Vicarious partying and the mystery of a love-it-or-hate-it Israeli film
When faced last night with the choice of what to do with a few hours of down time – a rare Cannes luxury – I decided to have dinner and drinks with some other journalists. Seated outside with non-takeaway food and wine (not a panini in sight), I savoured time away from the crowds and security guards, the flashing cameras and snooty press attachés.
Meanwhile, my intrepid colleague Priscille Lafitte (read her blog in French) had an in for the “soirée” after the gala screening of Maiwenn’s film “Polisse”. Yep, what people who come to Cannes for the nightlife quickly learn is you generally need to know someone to get into the good parties.
Priscille saw some of the film’s stars, as well as other French celebrities, getting down on the dance floor, canoodling with their significant others, and drinking themselves into oblivion. She took a few photos on the fly, so here’s what down time at Cannes looks like when you have connections. I swear I’m not bitter.
Two of the film's stars, Marina Fois (right) and Sandrine Kiberlain (profile), seemed to be enjoying themselves.
Look (below), it's legendary French director Agnès Varda! I rode an elevator with her last year at Cannes, and she was funny.

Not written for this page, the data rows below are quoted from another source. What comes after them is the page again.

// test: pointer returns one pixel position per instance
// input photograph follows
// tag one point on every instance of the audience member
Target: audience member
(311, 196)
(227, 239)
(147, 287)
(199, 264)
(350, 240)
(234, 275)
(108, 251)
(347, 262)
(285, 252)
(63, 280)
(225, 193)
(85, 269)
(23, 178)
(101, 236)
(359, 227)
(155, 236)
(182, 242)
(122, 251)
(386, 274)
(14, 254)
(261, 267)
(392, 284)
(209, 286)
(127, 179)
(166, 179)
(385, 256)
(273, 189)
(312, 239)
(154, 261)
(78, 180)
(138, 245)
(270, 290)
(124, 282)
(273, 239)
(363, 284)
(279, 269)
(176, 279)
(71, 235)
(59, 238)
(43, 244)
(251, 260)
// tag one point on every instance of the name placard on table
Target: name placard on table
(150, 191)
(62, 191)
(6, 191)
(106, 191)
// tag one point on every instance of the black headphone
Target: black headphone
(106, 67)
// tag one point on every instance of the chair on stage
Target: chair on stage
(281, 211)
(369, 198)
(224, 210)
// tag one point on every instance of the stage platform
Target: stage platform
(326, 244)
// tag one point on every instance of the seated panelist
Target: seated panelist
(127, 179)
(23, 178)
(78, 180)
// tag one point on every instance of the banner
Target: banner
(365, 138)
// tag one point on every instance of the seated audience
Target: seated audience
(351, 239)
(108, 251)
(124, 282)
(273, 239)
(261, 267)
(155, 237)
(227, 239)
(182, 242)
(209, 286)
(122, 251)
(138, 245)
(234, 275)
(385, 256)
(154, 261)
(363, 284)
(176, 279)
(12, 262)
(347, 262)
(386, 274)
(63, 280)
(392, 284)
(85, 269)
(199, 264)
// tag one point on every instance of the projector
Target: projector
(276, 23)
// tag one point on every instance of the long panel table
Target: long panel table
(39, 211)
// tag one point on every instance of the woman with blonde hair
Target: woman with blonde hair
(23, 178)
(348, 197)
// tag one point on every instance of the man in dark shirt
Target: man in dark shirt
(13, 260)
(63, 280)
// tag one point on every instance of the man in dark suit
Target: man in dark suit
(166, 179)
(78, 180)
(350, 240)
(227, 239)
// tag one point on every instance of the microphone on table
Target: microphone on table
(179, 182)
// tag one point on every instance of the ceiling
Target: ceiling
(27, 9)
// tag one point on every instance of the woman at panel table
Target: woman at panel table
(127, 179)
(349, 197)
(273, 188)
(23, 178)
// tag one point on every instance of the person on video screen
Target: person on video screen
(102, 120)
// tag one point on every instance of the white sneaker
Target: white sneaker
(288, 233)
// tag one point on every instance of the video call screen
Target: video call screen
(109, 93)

I don't know who this is below, and I'm not sure she liked having her photo taken.
But even within the same screening room at Cannes, there can be two wildly different experiences. Love-it-or-hate-it films are a common phenomenon, but at a festival like this, where people tend to be vocal and opinionated, the clash of reactions after a film is often particularly dramatic.
Case in point: Israeli filmmaker Joseph Cedar’s competition entry “Footnote”, a dark comedy about a rift between a father and son, both Talmudic scholars. I thought the film was terrific – dense and witheringly funny, a stylistically bold emotional thriller with two superb leads: Lior Ashkenazi (pictured below), usually heartthrob-handsome but here scruffed up and puffed out, as the son, and Shlomo Bar-Aba (pictured a few paragraphs down, left) as the father.

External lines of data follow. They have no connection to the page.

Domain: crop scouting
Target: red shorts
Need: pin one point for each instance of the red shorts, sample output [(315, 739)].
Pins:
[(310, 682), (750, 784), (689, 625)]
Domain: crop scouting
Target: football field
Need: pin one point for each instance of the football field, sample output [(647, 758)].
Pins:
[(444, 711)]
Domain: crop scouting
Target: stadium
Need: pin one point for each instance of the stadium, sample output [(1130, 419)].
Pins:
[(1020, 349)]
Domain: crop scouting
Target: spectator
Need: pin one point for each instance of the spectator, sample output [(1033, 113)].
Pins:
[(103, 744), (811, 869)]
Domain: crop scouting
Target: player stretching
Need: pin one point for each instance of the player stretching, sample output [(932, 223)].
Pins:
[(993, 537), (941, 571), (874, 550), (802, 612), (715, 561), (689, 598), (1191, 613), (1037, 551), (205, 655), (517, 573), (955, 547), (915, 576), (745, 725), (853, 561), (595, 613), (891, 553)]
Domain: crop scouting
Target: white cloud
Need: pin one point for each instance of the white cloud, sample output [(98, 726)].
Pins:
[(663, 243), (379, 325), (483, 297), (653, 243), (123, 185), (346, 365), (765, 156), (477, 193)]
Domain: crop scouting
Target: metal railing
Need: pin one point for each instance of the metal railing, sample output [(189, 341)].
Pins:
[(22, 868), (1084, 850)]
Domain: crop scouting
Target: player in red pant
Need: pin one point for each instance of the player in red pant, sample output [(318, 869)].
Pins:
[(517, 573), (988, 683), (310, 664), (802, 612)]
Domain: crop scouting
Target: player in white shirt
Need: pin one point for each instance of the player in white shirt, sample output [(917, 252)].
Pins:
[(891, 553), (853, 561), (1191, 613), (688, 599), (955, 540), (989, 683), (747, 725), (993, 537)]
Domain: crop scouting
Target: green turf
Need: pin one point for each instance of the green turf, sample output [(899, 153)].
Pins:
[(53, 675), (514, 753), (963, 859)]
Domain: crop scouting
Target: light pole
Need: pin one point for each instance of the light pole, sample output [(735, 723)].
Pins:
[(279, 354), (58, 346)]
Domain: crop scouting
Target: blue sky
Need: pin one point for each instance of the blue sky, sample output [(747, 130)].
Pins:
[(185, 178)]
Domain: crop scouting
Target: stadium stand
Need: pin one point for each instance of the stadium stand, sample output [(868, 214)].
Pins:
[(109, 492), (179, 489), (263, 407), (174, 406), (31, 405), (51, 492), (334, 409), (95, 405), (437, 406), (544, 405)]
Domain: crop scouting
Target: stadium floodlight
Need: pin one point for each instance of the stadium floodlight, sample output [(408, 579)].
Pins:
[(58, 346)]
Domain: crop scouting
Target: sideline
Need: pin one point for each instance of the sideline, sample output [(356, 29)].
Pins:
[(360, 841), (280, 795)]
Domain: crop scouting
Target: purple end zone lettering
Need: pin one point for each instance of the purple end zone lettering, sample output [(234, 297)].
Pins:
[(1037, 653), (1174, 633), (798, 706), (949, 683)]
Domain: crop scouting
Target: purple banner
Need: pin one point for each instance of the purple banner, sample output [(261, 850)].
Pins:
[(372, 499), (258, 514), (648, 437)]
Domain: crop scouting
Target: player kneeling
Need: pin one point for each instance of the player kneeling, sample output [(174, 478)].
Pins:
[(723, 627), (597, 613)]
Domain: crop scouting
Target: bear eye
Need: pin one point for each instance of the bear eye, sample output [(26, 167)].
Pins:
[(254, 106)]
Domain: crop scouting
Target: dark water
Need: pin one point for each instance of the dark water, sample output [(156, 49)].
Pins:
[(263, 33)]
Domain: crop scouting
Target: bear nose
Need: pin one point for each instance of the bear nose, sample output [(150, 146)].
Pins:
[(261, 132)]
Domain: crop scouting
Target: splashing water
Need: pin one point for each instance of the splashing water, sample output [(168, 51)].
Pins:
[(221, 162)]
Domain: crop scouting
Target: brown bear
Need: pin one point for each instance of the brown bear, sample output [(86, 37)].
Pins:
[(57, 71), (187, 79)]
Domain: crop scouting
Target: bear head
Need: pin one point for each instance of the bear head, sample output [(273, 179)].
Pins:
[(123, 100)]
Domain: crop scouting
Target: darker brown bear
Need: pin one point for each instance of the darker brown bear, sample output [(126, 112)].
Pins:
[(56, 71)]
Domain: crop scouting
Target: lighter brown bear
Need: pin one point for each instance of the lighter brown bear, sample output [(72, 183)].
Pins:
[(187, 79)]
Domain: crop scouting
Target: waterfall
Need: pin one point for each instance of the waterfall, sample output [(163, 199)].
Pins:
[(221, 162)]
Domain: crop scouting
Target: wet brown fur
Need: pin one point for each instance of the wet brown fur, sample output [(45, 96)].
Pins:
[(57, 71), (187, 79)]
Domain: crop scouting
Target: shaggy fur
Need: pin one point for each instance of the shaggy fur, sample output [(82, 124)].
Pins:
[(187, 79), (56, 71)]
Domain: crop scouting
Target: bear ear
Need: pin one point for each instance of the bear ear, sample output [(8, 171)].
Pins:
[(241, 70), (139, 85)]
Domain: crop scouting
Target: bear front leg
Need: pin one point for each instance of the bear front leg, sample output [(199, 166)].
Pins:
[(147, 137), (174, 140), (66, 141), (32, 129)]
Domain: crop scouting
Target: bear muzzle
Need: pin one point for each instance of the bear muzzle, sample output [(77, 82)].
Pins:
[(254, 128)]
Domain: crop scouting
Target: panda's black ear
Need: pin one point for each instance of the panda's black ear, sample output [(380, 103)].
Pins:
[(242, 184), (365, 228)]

I was surprised by the only scattered applause after the screening, but even more so by the reaction of a Parisian critic when I told him what I thought of the film on the way out: “You’re crazy, it was horrible!” he cried, almost recoiling in shock.
Social media have made immediately finding out who liked what at a festival like Cannes very easy; some “tweet” their snarky disdain or gushing praise for a film before the lights even come up. After hearing several more passionately negative reactions from French journalists while milling around outside, I did a quick Twitter search. Lo and behold, there were scathing tweets on "Footnote" from a slew of France's big-name critics: “catastrophe”, “navet” (which literally means turnip, but is commonly used to describe a bad movie), and other unflattering adjectives and nouns were everywhere.
Writing film reviews is a small-scale act of risk-taking; you put your opinion, your personal tastes and preferences out there for all to read, and occasionally it can feel like a slightly uncomfortable form of self-exposure – and a lonely one when you suspect no one agrees with you about a particular movie.
Realistically, though, that’s rarely the case. I called an American critic who had been at the screening, and she told me she, too, had liked the film. We wondered aloud whether the fact that we were both raised in Jewish families had something to do with it. Admiring technique and craft is one element of appreciating a film, but personal experience goes a long way toward shaping our response to what’s onscreen. “Footnote” deals with an intellectual rivalry that threatens to violate the familial closeness and loyalty indeed considered cornerstones of even the most non-religious Jewish identity. And Cedar’s approach to the material – a pounding symphonic score, slightly cartoonish camera angles, voiceover, text floating across the screen – has the robust, volatile tone, pitched somewhere between tragedy and farce, typical of some Yiddish literature and folklore.
Moreover, the only French critic I could find that loved the film was Jewish.
But surely this was too simplistic an explanation. Despite the Jewish themes and setting, the film’s bitter generational rift and the painful moral dilemma that develops at its centre (and that I will not spoil here) have the universal pull of Shakespeare, Greek drama, or, yes, a Biblical story. A glance at the American and English press today showed positive-to-glowing reviews nearly across the board: The Guardian’s Peter Bradshaw called “Footnote” a “delightful black comedy”, Time Out London’s Geoff Andrew praised its “detail and subtlety”, and Entertainment Weekly’s Lisa Schwarzbaum declared it her favourite film so far.
So the mystery of the Anglophone-Francophone divide regarding the film remains unsolved.
Such differences in taste along cultural lines are common; for example, the French consider James Gray a great filmmaker (his last two films, “Two Lovers” and “We Own the Night”, were both selected for competition here), while Americans generally think he’s marginal.
Watch for a fiery French reaction if “Footnote” ends up walking off with a prize.